やる以上は全力で技能を発揮できる環境でやりたいというのはごく当然である。
 
  第三に、   延長戦はやらないというのは根本的におかしいのではないか。PK戦をやらないJリーグみたいなものだ。いや、Jリーグにも延長戦がある。そもそも12回で止めるなどおかしい。大リーグのように例え日をまたいでも最後まで戦って勝ち負けを決めたいものだ。
  延長戦が無ければ野球そのものが変わるのではないか。それは野球ではなくなる。「とりあえずお客さんに入ってもらって最低の収入だけは確保」という経営者の姿勢は間違いだ。
 
  みなさん、今大リーグアスレチックスの元巨人軍の松井秀喜選手は、ユニフォームに「YOMIURI」というロゴを入れることにこだわった金儲け主義の読売ジャイアンツの経営者に嫌気を感じ、大リーグに行く決意をした、との報道を覚えていますか。
 
  そもそもドーム球場そのものが野球をつまらなくし、全儲け主義の象徴ではないだろうか。

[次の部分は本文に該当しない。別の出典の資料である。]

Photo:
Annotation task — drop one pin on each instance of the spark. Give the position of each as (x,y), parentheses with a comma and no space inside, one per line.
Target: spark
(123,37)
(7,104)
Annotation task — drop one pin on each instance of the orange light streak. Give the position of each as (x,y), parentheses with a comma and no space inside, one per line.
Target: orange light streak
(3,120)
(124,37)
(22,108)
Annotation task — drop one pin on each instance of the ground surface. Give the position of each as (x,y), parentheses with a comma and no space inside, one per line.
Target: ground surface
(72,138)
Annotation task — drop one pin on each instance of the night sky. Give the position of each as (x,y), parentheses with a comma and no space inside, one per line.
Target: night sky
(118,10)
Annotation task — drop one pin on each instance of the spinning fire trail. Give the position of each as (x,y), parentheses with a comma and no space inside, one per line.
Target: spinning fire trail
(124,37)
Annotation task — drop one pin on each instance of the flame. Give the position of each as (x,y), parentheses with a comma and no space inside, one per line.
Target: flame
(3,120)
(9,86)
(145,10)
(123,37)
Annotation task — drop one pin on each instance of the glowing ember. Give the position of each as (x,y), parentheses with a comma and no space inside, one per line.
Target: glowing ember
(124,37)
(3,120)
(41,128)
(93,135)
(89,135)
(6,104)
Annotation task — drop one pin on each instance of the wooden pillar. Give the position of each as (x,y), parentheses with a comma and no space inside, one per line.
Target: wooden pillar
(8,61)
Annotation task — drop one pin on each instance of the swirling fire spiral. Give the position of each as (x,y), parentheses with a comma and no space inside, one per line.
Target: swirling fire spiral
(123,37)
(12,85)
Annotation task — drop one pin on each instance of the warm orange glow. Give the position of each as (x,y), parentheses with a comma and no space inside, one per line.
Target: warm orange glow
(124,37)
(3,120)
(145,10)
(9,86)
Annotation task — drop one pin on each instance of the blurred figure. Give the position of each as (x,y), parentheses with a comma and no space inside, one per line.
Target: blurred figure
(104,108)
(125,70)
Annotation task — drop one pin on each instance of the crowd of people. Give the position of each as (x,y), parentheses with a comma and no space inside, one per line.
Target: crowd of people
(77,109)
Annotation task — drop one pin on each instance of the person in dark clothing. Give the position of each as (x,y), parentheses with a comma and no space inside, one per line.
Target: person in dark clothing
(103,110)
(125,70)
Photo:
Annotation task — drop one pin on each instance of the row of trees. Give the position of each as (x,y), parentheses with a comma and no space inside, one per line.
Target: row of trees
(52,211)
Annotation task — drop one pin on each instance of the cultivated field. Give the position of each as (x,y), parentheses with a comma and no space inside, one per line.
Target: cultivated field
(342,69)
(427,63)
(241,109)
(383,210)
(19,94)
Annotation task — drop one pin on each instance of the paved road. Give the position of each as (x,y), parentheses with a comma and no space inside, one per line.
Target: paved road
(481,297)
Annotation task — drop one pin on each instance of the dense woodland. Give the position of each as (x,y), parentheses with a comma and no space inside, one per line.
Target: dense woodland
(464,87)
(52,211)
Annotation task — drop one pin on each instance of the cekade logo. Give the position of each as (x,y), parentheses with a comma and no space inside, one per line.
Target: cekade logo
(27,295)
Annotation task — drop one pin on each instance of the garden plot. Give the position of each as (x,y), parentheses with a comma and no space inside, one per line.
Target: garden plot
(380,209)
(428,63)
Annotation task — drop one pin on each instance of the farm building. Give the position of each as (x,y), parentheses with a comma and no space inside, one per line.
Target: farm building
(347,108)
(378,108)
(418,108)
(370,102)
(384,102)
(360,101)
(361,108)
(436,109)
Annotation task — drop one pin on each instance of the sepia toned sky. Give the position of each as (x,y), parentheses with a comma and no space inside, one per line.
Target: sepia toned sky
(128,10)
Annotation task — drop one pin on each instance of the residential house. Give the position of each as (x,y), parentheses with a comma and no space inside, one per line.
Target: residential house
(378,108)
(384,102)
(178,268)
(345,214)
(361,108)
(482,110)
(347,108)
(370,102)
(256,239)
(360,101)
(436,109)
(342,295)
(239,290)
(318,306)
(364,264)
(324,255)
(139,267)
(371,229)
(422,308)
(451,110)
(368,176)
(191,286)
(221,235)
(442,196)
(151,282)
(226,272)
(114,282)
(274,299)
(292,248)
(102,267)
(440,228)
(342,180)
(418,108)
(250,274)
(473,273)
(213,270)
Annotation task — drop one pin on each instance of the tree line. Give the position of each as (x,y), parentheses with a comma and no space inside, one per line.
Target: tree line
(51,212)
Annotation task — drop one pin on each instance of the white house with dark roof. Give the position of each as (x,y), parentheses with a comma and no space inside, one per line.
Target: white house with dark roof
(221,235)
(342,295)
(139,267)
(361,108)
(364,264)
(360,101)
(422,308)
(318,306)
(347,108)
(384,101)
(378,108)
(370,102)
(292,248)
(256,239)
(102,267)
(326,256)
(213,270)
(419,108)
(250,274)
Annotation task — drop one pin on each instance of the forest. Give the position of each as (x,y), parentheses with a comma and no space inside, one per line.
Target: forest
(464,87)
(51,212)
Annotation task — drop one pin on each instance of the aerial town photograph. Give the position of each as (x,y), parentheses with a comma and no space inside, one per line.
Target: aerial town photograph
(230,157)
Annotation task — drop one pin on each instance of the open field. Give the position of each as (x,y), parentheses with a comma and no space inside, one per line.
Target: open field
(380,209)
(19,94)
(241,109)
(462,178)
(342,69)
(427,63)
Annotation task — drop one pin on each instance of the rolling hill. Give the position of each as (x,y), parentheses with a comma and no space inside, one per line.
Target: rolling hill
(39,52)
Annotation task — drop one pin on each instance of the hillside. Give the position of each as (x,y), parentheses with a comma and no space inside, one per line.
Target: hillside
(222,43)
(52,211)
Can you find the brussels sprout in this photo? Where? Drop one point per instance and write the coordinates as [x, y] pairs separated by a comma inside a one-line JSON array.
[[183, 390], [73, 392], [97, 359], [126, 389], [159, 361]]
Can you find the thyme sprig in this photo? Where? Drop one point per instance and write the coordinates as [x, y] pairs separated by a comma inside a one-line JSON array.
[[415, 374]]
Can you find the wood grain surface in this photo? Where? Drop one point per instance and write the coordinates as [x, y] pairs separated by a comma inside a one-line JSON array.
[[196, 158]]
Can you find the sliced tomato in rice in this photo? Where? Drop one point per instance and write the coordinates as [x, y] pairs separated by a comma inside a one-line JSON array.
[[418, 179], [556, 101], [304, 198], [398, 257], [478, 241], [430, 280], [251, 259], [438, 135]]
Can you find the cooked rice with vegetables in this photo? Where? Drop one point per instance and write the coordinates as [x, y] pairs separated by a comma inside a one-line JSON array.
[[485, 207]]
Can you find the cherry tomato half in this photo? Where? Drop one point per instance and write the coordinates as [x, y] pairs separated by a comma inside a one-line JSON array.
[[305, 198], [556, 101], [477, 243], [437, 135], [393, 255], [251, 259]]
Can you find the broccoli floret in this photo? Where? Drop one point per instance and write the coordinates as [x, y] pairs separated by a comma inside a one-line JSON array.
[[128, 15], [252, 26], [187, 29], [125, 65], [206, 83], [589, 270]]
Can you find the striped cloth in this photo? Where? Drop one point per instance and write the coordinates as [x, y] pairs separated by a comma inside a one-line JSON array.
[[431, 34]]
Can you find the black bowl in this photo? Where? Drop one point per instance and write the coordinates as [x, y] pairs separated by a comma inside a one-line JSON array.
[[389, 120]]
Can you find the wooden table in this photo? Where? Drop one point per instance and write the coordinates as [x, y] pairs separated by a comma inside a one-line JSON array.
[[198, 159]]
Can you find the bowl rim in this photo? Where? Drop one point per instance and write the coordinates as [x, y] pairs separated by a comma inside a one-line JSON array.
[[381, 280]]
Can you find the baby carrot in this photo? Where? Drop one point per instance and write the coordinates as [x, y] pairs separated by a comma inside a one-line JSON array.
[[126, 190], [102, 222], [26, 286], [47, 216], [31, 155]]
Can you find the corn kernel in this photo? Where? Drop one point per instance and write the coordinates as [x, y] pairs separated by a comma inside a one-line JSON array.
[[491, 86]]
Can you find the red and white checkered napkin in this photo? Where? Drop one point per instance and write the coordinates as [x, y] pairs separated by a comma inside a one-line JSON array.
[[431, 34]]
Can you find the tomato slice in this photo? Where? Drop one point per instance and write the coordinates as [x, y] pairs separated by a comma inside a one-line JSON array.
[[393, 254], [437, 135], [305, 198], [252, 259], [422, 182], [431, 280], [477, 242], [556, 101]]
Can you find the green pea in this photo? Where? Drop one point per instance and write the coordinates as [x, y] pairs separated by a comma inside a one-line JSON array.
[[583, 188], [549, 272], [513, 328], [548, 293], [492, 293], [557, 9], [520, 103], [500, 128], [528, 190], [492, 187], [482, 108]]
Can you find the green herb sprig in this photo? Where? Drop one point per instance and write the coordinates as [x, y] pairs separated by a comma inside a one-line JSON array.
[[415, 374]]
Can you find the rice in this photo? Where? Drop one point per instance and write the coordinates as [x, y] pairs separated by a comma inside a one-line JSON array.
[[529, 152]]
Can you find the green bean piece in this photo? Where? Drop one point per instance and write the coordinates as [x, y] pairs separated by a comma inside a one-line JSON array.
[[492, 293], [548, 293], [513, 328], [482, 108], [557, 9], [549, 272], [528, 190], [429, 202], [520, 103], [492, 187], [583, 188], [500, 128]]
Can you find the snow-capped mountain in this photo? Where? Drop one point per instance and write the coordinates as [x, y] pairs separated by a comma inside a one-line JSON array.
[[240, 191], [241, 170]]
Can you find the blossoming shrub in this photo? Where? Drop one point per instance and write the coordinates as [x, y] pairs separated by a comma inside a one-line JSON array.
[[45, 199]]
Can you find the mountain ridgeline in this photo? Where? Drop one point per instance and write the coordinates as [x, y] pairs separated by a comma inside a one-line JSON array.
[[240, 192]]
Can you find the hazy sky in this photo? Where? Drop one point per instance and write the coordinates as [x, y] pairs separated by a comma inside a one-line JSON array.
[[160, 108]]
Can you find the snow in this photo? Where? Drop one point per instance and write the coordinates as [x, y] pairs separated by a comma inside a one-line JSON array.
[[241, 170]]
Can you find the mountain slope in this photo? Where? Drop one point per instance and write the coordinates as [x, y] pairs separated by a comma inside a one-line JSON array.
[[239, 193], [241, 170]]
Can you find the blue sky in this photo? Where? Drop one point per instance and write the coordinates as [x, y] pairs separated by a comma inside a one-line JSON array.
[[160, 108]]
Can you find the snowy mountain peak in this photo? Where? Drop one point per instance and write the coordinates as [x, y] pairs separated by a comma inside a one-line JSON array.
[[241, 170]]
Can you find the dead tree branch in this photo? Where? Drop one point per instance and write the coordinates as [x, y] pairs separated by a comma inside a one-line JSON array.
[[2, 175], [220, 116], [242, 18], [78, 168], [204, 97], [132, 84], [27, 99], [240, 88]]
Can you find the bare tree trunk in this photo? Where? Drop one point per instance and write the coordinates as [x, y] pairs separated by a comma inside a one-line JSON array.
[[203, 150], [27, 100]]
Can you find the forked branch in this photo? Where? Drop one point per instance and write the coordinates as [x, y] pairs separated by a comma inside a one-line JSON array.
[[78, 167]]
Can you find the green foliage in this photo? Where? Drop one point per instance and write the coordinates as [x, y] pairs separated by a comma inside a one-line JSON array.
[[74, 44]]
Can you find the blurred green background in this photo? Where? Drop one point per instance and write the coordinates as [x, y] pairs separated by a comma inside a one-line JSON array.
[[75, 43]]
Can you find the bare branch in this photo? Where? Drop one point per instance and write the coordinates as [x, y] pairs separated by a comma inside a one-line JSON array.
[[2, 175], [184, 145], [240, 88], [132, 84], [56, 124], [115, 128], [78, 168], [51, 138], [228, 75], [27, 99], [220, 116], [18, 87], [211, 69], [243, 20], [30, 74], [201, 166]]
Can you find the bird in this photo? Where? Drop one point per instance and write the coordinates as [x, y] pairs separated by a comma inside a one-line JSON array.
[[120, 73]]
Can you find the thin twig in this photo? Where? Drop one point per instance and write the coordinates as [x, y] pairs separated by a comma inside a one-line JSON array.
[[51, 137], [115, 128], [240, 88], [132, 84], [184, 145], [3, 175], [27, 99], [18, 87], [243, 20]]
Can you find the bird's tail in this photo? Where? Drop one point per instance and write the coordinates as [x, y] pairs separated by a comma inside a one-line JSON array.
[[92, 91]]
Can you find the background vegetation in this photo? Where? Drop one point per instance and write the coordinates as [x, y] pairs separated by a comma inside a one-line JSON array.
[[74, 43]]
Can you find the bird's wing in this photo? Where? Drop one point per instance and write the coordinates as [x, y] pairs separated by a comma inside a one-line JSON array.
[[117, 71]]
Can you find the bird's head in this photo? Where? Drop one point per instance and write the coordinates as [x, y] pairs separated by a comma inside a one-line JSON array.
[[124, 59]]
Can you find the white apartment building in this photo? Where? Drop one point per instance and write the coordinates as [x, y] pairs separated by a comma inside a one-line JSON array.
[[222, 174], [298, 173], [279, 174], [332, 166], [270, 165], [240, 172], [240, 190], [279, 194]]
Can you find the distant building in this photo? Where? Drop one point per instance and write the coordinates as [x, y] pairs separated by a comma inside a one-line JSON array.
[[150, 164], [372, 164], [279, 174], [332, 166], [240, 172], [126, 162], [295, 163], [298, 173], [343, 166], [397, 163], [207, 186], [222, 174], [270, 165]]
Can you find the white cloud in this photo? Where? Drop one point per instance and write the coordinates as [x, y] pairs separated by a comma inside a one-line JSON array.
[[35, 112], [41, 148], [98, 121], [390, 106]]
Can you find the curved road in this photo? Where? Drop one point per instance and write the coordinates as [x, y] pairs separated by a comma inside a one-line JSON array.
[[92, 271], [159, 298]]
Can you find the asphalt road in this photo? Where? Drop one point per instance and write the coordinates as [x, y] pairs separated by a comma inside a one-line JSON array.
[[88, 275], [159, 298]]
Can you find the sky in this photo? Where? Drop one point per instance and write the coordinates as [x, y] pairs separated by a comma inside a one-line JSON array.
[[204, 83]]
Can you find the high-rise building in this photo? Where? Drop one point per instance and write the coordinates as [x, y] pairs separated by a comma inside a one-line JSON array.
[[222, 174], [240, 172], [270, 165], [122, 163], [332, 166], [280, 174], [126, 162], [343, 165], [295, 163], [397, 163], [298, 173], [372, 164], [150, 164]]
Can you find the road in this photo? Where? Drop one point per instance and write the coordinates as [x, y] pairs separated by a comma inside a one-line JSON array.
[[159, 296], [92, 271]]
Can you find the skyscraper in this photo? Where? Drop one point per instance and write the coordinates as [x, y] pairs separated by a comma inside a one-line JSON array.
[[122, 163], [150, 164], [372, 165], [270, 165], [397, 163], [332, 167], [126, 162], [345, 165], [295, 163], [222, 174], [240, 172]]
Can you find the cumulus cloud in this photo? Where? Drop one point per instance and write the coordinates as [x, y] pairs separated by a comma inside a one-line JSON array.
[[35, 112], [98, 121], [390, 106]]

  風の向きによって選手は守備位置を変えるし、風の向きを考えながらバッターは引っぱったり、流したりする。イレギュラーで勝負がひっくり返ったり、雨の芝生で滑って転んだなど、それが野球の醍醐味である。このような野球の面白さを半減させるのがドーム球場だ。
  しかも選手の体に著しくよくない。
 
  私は、東京ドームにも札幌ドームにも直接グラウンドに立った経験があるが、両球場ともコンクリートの上にマットがはってあるようなもの。選手の負担が大きく、けがが増える。結果として選手の寿命を縮める。 
 
  さて、本題に戻るが、選手が気持ちの上で全力でプレーできる時まで、開幕を遅らせるべきではないだろうか。
 
私は場合によっては144試合/年 が、結果として試合数が少なくなっても仕方がない。「当面はナイターをやらない」という選択をすべきたと思います。
 
  それによって株式会社として採算が合わないかもしれないが、経営者も忍耐が必要な場面があったとしても、長い目でみれば野球を愛する選手やファンの気持ちを大切にすることが、今後野球界の発展につながるのではないだろうか。